Cranberry Oat Bran Muffins

This versatile muffin recipe came from a small book many years ago called "Simple Living".  And they really are simple. I've varied the recipe over the years adding different combinations of
fruit, dried fruits, nuts, and  spices.  They're all good!  And they freeze really well too.  There's defnitely plenty of fiber in these muffins, and very little fat (other than from the eggs and milk) -- which means I get to add lots of ghee or butter before eating.
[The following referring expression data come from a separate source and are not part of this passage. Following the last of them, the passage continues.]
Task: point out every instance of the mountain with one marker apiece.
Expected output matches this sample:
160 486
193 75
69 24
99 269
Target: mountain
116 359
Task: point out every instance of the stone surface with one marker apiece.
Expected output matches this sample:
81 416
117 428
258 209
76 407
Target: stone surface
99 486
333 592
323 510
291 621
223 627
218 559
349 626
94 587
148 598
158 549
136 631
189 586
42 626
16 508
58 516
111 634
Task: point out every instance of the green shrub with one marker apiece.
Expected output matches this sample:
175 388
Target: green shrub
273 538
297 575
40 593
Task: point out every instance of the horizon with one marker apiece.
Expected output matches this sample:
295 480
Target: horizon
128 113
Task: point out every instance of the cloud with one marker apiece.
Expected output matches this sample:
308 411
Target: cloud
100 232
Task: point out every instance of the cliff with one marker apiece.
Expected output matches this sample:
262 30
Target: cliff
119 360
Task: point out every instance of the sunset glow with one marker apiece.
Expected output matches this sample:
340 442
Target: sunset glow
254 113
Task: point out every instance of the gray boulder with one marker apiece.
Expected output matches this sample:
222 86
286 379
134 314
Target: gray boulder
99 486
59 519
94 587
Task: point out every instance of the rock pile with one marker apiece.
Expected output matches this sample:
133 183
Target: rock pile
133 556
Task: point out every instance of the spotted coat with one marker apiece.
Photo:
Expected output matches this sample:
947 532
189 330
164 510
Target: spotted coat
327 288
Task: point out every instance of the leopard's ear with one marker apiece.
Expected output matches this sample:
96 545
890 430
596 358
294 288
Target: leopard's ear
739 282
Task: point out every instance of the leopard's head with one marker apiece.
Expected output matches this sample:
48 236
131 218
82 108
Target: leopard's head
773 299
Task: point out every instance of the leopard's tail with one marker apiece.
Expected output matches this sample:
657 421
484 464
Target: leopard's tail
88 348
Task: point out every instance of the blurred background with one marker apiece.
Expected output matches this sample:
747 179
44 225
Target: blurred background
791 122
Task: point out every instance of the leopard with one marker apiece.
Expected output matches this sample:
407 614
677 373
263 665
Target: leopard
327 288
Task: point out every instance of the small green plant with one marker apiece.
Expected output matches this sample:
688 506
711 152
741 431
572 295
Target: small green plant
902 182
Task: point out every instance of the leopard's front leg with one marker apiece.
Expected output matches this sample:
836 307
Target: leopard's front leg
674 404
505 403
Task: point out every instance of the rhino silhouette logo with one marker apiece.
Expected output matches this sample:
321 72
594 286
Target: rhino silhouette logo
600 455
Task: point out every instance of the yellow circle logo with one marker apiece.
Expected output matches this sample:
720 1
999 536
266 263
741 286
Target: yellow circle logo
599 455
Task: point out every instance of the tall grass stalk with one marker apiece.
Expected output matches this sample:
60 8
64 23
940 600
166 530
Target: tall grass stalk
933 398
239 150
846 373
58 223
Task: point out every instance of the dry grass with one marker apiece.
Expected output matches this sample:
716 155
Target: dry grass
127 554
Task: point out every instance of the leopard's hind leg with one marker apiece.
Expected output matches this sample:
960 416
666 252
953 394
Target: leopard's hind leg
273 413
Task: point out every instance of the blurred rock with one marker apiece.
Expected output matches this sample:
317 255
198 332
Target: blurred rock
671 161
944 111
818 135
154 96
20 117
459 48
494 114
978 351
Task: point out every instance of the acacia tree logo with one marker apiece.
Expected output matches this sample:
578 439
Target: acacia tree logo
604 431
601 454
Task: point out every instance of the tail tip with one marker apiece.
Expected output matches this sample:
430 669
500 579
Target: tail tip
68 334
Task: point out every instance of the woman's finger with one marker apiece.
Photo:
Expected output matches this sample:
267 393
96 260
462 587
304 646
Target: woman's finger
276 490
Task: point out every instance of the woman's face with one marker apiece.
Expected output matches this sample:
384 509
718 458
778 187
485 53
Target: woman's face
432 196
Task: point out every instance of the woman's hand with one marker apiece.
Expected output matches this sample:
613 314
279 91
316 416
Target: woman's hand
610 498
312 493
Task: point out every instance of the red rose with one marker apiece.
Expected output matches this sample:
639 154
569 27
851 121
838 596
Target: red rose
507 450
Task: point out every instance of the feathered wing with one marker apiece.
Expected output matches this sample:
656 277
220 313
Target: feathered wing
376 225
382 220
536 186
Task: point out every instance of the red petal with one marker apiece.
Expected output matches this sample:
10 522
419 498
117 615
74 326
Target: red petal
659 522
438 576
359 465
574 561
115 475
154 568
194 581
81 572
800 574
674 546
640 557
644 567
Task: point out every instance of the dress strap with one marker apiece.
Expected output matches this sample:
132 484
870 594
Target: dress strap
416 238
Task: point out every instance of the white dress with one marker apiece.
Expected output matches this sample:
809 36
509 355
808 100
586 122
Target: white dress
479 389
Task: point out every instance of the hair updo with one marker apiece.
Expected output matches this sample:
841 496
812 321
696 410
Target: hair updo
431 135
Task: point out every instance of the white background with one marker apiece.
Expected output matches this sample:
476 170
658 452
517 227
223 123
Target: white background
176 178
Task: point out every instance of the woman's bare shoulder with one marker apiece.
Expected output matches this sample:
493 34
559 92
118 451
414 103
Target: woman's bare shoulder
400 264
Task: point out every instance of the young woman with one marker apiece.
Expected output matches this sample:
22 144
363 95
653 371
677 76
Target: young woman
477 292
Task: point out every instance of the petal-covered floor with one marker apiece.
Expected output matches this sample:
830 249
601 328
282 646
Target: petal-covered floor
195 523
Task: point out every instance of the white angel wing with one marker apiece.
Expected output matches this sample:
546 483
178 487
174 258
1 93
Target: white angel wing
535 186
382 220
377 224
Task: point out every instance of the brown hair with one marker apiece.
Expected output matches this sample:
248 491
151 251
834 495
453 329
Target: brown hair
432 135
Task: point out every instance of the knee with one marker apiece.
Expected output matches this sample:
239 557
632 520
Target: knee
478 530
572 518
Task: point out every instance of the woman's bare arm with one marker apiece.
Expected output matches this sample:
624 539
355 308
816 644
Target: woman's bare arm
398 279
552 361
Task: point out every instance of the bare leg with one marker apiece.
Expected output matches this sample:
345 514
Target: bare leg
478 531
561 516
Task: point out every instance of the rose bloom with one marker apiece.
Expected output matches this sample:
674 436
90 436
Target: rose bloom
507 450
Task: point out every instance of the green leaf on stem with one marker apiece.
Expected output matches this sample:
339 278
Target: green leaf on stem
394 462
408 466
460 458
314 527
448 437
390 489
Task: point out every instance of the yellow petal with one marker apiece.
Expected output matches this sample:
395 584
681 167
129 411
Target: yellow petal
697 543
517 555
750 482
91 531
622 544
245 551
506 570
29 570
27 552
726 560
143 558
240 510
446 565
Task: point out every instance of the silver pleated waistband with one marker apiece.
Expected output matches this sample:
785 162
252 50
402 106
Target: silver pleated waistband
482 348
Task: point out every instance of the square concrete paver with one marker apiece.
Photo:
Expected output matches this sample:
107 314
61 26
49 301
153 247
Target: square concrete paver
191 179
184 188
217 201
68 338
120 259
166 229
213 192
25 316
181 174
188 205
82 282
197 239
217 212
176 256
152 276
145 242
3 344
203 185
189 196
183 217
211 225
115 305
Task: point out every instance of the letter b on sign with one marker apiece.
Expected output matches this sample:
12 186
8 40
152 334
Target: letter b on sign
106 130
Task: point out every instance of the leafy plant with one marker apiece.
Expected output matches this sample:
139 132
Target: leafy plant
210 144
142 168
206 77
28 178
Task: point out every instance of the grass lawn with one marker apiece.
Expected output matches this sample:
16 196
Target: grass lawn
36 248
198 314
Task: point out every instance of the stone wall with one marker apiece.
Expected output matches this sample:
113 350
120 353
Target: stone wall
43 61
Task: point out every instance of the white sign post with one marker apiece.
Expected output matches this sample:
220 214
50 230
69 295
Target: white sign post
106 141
It may seem strange at first to use just plain oat bran, with no additional flour(s), but try it.  You'll see that no other flours are needed at all -- they're delicious just as they are, with the canned pineapple giving plenty of moistness.

2-1/4 cups oat bran
1/4 t. salt
2 t. baking powder
1/4 - 1/2 cup brown sugar or xylitol (or sweetener of your choice)
1/2 - 1 tsp. cinnamon or up to 1 tsp total of any spices (I've also used nutmeg and cardamom with the cinnamon)
8 oz can crushed pineapple, in its own juice (including any juice)
1 med. ripe banana, mashed  (very optional)
1 cup milk (of any kind)
2 eggs
1/2 to 1 cup dried cranberries, cherries, raisins, apricots, or any dried fruit
1/2 to 1 cup chopped nuts (almonds, sunflower, or walnuts; or place one large pecan or walnut in the bottom of each muffin tin for a little surprise)
Makes 12 muffins

Preheat oven to 400 and butter the muffin tins.  Mix dry ingredients together, and wet ingredients together, then add wet to dry.  Add the dried fruit and nuts at the end, mix briefly, then add as soon as possible to the muffin tins.  The oat bran will begin soaking up the liquid so it's best to get it in the oven so it can start baking.  Bake at 400 for about 15 minutes, maybe a bit longer if your oven bakes slow.  Enjoy!